As some of the sources quoted in an article in today's Features section suggest, this isolation from the inner workings of the health care system could help explain why the health care debate raging on Capitol Hill and in media across the country has garnered such muted attention on Tufts' campus. But students ought to understand that this is an issue of grave importance, not only from a moral perspective but also for people who in the next few years will have to start fending for themselves in the health care market.

The health care debate is one of ethics and ideals, but it is also one that promises to have a practical impact on all Americans — from those who have too little money to buy any insurance at all to those who are shopping from insurer to insurer after elite educations have landed them prime jobs.

The average cost of health insurance in the United States has risen by six percent each year for the past three years. That is roughly twice the rate of inflation, and it's a pace that has little hope of abating without concerted action. In 2007, the United States was spending $2.2 trillion on health care — that is over three times the roughly $714 billion the nation paid in 1990.

The "Washington consensus" around health care reform seems to state that if the government becomes directly involved in health care, the values holding this nation together will come apart as easily as a spool of yarn. Perhaps it is more accurate to say that if a certain "centrist" contingent perceives that a certain plan would give the federal government a real stake in our health care system, that plan's political viability evaporates. A "public option," under which the government would provide a form of health insurance to compete with private companies, has thus been kicked under the rug; detractors have essentially silenced the left, at least for the moment, saying that a government option would drive private businesses into bankruptcy. Never mind the fact that Germany saves money by running a system in which a public option successfully competes with a private one, as the government's plan offers lower costs while private companies typically offer more services. Never mind the fact that the entire argument is founded on the defense of a nebulous ideal that seems to value private enterprise over human beings' well-being or even their lives.

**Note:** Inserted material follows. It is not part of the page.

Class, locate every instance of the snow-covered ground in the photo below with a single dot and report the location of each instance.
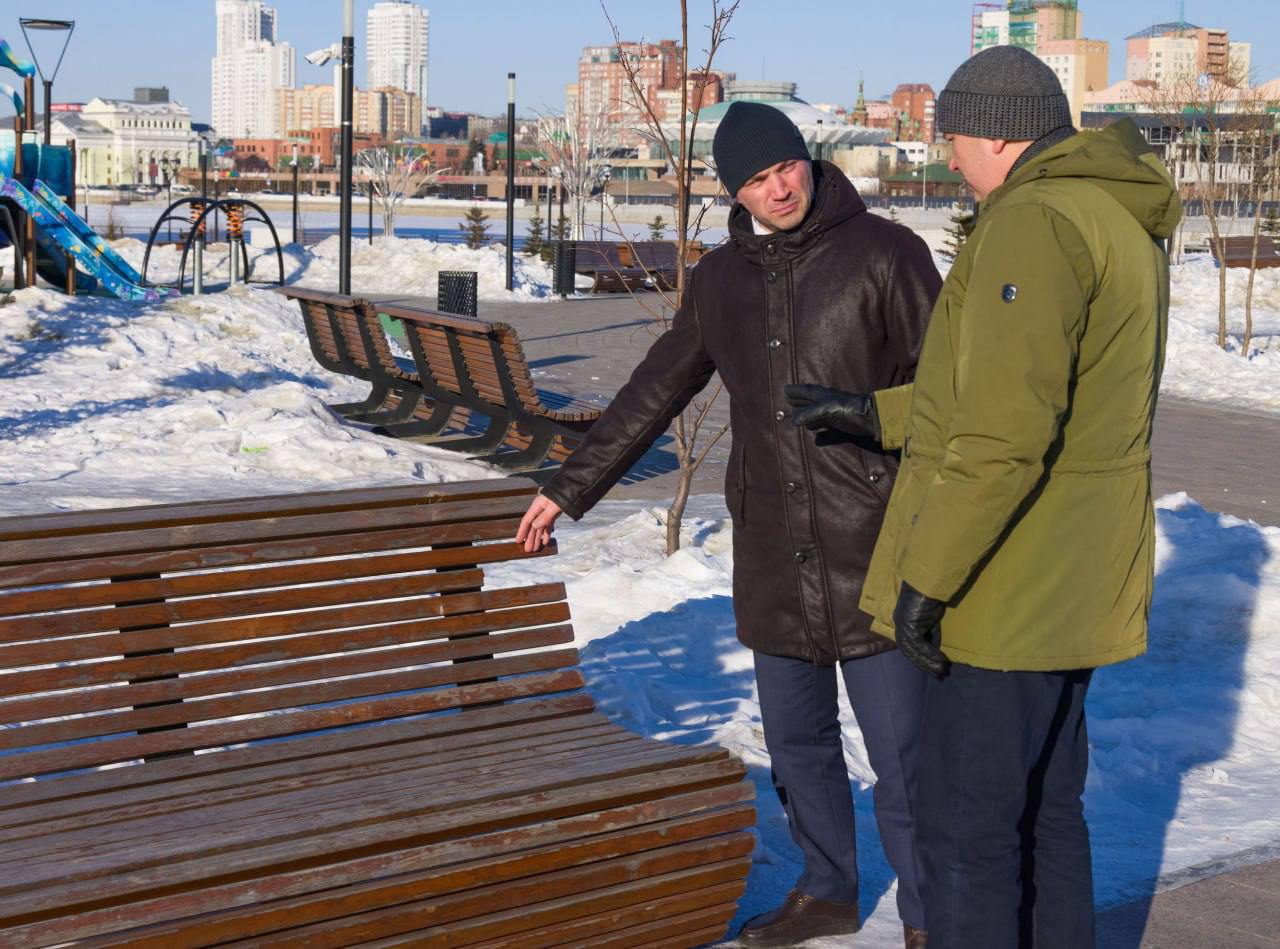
(1184, 746)
(109, 404)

The more politically palatable alternative to the public option, a collection of local health insurance cooperatives, would take a long time to get off the ground. It would involve penetrating localized markets in which particular insurance companies often possess near-strangleholds, not to mention setting up strong non-profit businesses in an extremely complex and opaque industry. Numerous attempts at establishing health insurance co-ops in areas around the country have failed, although the few exceptions that have survived until today now provide fodder for the Washington politicians who push co-ops as a tool of compromise.

With the Senate Finance Committee preparing to vote on a bill that relies on co-ops, there has never been a time when students' input on the issue was needed more. As last year's presidential election demonstrated, there is plenty to be said for the importance of youth activism and positive political messaging. With a clear articulation of what needs to accomplished and how it can be realized, students could provide a needed renewal of energy on the progressive side of the health care debate.